萩焼の代表的な作家と取引相場をご紹介します。
「茶人好み」として知られる萩焼
茶道の世界では茶人好みの茶碗を「一楽、二萩、三唐津」と順位付けており、格の高さを示す言葉としても使われていました。
二番目にあげられている萩は山口県でつくられる焼き物で、シンプルな形と外観、柔らかく温もりのある風合いが特徴です。
また、萩焼の表面には「貫入」と呼ばれるヒビが入っており、そこに茶や酒が染み込んで使うごとに味わいを醸し出されることから「七化け」と呼ばれ、古くから多くの茶人に愛されてきました。
今回は萩焼の代表的な作家や取引相場についてご説明します。
代表的な作家
萩焼は古くから代々続く名窯が多く、その作品は個人名ではなく当主に引き継がれる名前が作家名となっていることがほとんどです。

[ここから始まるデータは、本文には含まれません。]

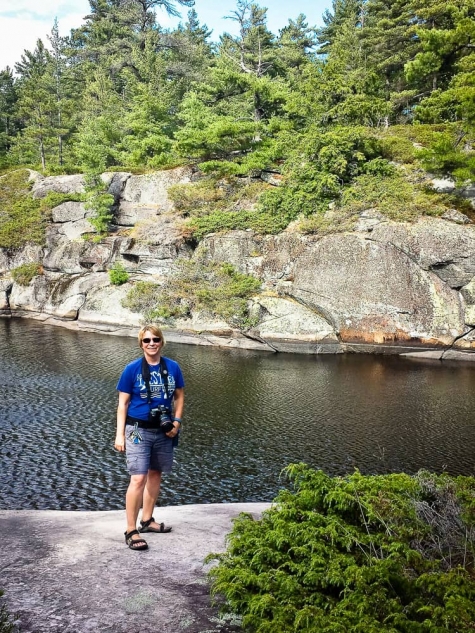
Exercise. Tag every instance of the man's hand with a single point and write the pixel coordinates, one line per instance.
(119, 443)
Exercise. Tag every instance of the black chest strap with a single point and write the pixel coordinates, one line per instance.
(163, 374)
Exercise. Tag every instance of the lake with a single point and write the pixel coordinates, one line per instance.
(248, 415)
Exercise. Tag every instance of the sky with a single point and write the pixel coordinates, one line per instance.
(22, 22)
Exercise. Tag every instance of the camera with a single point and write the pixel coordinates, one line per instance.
(162, 416)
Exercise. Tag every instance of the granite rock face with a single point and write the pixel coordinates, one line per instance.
(386, 287)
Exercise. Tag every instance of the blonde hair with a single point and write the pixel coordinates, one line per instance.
(154, 329)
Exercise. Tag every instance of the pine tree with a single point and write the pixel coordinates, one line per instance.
(345, 12)
(296, 44)
(8, 102)
(444, 67)
(37, 105)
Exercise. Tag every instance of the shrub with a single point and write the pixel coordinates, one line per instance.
(196, 285)
(118, 275)
(373, 554)
(99, 201)
(395, 196)
(25, 273)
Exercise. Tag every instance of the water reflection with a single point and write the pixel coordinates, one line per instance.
(248, 415)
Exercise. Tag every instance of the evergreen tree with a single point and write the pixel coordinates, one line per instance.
(62, 88)
(345, 12)
(37, 106)
(296, 43)
(8, 103)
(444, 68)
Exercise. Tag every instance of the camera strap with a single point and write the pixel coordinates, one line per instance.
(146, 376)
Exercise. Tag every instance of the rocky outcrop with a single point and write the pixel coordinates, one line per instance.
(386, 287)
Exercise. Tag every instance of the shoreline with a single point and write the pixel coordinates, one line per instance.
(240, 341)
(69, 571)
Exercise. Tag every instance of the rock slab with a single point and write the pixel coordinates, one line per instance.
(70, 572)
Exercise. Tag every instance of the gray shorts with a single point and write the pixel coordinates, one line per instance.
(154, 452)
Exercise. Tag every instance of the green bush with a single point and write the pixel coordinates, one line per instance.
(25, 273)
(374, 554)
(118, 275)
(196, 285)
(395, 196)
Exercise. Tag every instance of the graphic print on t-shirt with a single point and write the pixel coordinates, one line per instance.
(157, 386)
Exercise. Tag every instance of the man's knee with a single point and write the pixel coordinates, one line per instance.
(138, 482)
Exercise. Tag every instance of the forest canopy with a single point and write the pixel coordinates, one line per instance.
(382, 83)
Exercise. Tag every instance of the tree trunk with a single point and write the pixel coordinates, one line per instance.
(42, 154)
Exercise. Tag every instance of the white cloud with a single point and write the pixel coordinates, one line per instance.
(22, 22)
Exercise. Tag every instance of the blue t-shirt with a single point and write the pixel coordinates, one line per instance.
(132, 382)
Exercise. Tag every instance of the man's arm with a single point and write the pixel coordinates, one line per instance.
(124, 400)
(179, 405)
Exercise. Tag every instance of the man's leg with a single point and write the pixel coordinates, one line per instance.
(133, 501)
(150, 495)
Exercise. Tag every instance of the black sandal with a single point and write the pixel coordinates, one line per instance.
(146, 527)
(138, 543)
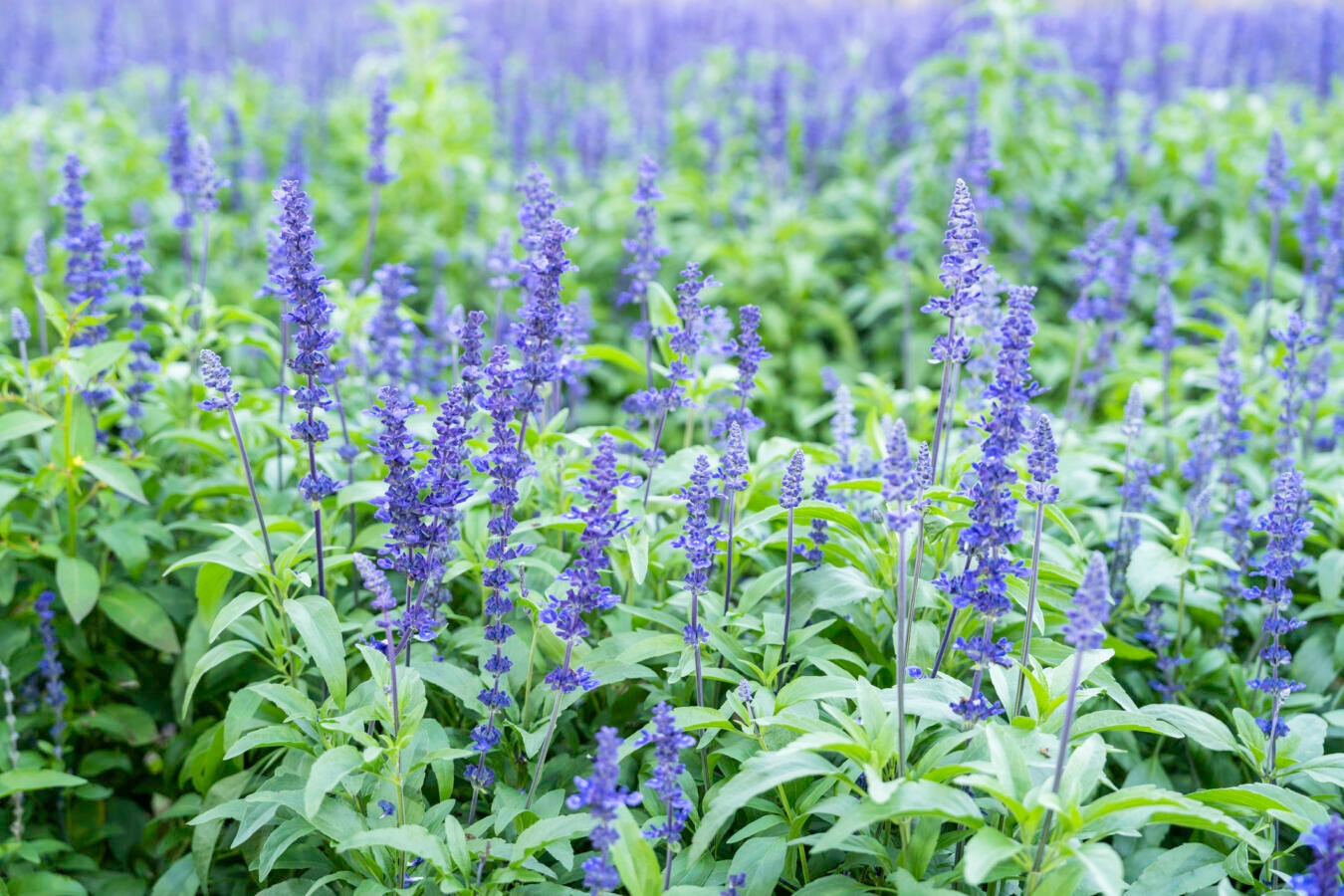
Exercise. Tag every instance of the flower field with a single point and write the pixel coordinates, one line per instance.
(683, 448)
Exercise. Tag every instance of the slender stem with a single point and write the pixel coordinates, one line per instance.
(550, 730)
(252, 489)
(787, 591)
(943, 402)
(1031, 608)
(372, 233)
(730, 499)
(902, 599)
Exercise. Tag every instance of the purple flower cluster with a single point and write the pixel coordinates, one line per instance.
(584, 591)
(379, 111)
(308, 311)
(603, 795)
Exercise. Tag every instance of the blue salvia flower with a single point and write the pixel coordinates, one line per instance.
(51, 672)
(379, 112)
(1156, 638)
(820, 528)
(1236, 526)
(584, 591)
(901, 220)
(699, 539)
(506, 464)
(308, 311)
(1275, 183)
(1041, 464)
(141, 365)
(668, 742)
(994, 530)
(388, 330)
(1094, 260)
(1232, 437)
(540, 320)
(1323, 875)
(1286, 527)
(602, 795)
(177, 157)
(446, 477)
(644, 249)
(1296, 337)
(400, 506)
(750, 353)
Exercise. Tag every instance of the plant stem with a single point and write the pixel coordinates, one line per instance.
(787, 591)
(1031, 608)
(252, 489)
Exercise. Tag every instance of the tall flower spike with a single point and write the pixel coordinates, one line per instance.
(308, 314)
(388, 330)
(699, 539)
(668, 742)
(750, 353)
(584, 591)
(790, 496)
(1287, 528)
(53, 673)
(602, 795)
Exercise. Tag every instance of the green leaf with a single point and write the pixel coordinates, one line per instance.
(411, 840)
(1182, 871)
(327, 773)
(211, 658)
(634, 857)
(984, 850)
(26, 780)
(1151, 567)
(763, 772)
(15, 425)
(319, 630)
(78, 583)
(115, 476)
(138, 615)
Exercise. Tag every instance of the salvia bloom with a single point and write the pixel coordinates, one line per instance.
(35, 257)
(379, 112)
(217, 376)
(750, 353)
(376, 581)
(1286, 528)
(141, 365)
(668, 742)
(51, 670)
(1275, 183)
(1041, 464)
(388, 330)
(1090, 607)
(1236, 526)
(308, 311)
(644, 247)
(1232, 437)
(699, 539)
(602, 795)
(901, 484)
(541, 315)
(400, 506)
(1323, 875)
(19, 328)
(206, 181)
(506, 464)
(1296, 337)
(584, 591)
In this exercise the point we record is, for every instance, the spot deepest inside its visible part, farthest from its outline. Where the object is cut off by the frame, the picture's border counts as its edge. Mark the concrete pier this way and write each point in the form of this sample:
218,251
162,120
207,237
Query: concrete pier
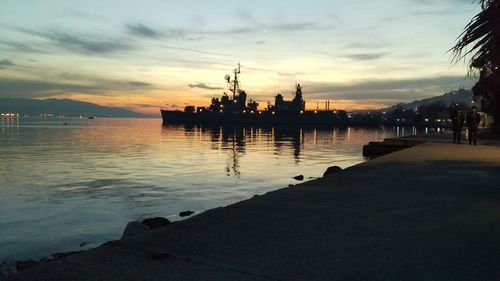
429,212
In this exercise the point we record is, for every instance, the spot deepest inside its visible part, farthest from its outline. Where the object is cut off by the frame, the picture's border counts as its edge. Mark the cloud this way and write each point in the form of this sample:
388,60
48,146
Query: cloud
403,89
87,44
144,105
280,27
6,63
13,87
204,86
139,29
139,84
24,47
366,56
40,89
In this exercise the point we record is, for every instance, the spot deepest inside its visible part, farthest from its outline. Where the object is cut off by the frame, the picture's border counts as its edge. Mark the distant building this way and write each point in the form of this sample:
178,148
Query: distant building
297,104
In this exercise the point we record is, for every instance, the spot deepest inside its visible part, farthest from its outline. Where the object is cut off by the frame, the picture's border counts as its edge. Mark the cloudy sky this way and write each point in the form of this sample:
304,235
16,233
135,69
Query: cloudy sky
140,54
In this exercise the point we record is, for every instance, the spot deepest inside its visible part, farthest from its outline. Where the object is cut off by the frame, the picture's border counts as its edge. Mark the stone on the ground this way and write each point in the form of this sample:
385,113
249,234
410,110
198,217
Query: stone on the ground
7,268
157,222
135,228
332,170
299,177
186,213
27,264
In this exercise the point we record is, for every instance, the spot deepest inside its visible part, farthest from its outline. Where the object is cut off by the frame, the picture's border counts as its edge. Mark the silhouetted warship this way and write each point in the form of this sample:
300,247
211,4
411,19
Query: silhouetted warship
235,110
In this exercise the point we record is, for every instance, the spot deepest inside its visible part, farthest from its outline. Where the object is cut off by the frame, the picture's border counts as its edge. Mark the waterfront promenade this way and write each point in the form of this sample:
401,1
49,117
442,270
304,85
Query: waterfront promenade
430,212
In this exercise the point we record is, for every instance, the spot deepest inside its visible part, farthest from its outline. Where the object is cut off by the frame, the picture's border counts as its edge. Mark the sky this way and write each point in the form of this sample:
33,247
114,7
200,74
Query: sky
358,54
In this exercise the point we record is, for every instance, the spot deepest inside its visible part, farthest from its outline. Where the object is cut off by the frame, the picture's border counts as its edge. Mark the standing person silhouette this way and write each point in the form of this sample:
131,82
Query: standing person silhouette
473,120
457,124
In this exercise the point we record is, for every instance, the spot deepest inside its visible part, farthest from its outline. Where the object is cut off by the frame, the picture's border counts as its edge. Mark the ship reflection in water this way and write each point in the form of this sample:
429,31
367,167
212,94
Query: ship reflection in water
286,141
94,176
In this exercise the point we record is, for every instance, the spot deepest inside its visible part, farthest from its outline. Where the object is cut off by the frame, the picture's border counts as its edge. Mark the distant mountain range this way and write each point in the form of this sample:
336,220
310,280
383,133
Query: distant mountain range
461,96
66,107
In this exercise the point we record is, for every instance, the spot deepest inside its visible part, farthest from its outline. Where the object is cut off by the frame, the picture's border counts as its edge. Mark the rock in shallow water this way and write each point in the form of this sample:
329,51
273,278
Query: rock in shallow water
157,222
186,213
7,268
134,228
299,178
27,264
332,170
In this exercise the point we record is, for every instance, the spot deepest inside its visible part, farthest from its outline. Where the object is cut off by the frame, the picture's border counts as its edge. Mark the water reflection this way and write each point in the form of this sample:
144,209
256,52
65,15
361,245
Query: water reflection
278,140
84,180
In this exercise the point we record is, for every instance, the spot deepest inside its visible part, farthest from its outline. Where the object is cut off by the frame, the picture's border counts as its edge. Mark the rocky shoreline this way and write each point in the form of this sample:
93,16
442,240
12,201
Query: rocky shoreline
132,228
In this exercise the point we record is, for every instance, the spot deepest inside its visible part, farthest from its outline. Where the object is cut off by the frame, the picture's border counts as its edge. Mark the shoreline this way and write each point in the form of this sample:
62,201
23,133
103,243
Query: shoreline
344,184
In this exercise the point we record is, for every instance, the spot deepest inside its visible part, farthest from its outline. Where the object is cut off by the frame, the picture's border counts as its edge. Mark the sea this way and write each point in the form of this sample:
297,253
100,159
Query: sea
69,184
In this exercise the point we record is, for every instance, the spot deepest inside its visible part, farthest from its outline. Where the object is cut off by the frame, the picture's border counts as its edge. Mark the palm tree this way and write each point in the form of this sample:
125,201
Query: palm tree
481,38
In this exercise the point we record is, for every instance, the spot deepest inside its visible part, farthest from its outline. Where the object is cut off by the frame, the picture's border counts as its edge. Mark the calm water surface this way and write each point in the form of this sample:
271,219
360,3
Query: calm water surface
64,185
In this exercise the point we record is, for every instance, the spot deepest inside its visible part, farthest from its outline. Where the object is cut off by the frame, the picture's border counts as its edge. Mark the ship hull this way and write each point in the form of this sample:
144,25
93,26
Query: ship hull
264,117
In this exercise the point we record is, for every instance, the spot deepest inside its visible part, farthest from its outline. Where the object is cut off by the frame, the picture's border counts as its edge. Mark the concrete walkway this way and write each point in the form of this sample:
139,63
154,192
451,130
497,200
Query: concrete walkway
431,212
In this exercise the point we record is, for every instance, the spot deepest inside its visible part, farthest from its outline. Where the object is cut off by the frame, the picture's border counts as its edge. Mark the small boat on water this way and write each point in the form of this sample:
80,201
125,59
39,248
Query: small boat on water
235,109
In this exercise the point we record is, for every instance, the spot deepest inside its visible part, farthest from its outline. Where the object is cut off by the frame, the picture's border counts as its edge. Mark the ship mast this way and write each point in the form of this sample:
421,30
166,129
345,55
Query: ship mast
235,81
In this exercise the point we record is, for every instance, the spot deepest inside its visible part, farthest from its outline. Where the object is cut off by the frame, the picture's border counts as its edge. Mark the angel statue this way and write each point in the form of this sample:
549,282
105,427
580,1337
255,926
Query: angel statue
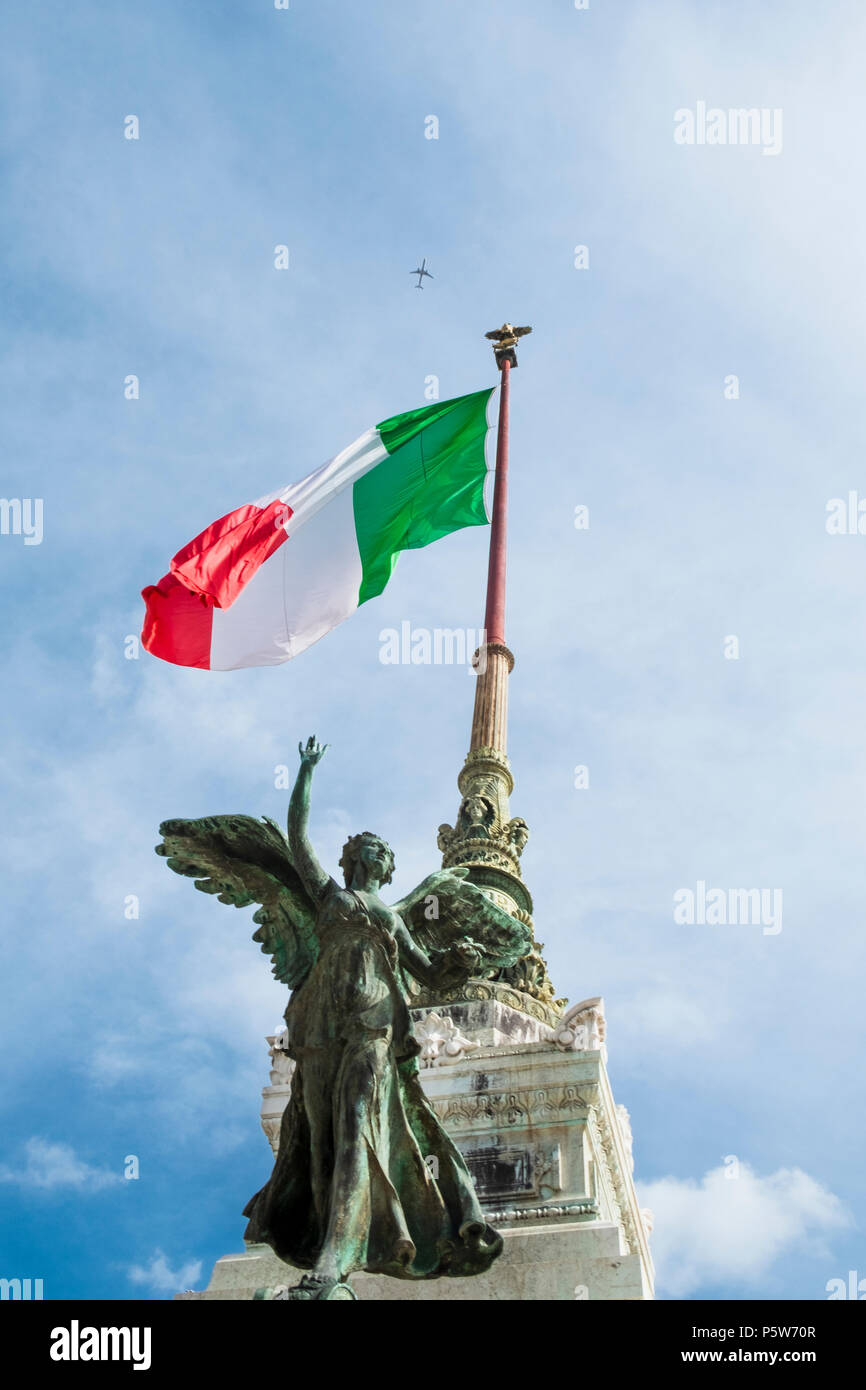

そのため、「作家」というよりも「窯元」と表現したほうが正確かもしれませんが、萩焼の代表的な作家をご紹介します。
【三輪休雪(みわきゅうせつ)】
三輪休雪は萩焼の名窯として名高い「三輪窯」の当主です。
なかでも、萩焼の原型といわれる高麗茶碗を研究して独自の作風を完成させ、「休雪白」と呼ばれる作品を生み出した10代目と、「休雪白」のすぐれた作品を生み出しただけではなく、古くからの技法である「鬼萩」を独自の技法に昇華させた11代目は共に人間国宝に認定されており、特に高い評価を得ています。
【坂高麗左衛門(さかこうらいざえもん)】
坂高麗左衛門は桃山時代から続く「坂窯」の当主です。
坂窯は作陶のために渡来してきた朝鮮人陶工の李勺光(りしゃっこう)と弟の李敬(りけい)のうち、李敬が初代当主となって開窯し、三輪窯と共に萩藩の「御用窯」を務めてきました。
【坂倉新兵衛(さかくらしんべえ)】
坂倉新兵衛は「坂倉窯」の当主です。
初代当主は坂窯の初代当主である李敬の兄の李勺光で、萩城下の松本村に築窯された松本・深川萩の流れをくんでいます。
12代目は萩焼全体が窮地に陥った時代に表千家との繋がりを深め、茶陶としての萩焼の格式を高めたことから「萩焼の中興の祖」と呼ばれています。
【田原陶兵衛(たはらとうべえ)】
田原陶兵衛は「萩焼深川窯」の当主で、李勺光の家系の三代目にあたる山村平四郎光俊が中心となって創設した「三ノ瀬焼物所」を創設して以来、民窯として栄えている窯元です。
10代目の頃から「灰被り」や「皮くじら」といった陶芸技法を使用するなど、新しい発想や技法を取り込んでいることで知られています。
【坂田泥華(さかたでいか)】
坂田泥華は深川に古くからある「坂田泥華窯」の当主で茶陶に秀作と称される品が多いことで知られる名窯です。井戸茶碗を思わせる優美な作風は"泥華井戸"とも呼ばれており、伝統的でありながら独自性があり、骨董愛好家からも高い人気を集めています。
萩焼の取引相場
萩焼の取引相場は、どの窯元(作家)であるかだけではなく何代目であるかによって大きく価値が変わるため、取引相場もかなり幅が広くなっています。
例えば、三輪休雪の作品であっても真贋が未判定の場合は数万円、人間国宝に認定された10代目や11代目の作品であれば数十万から百万円程度までが期待できます。
まとめ
萩焼の価値を正しく判断するには、状態の良し悪しを判断する能力だけではなく、窯元や作家、相場に関する知識も必要です。萩焼を売却するときは経験と実績豊富な業者を選ぶとよいでしょう。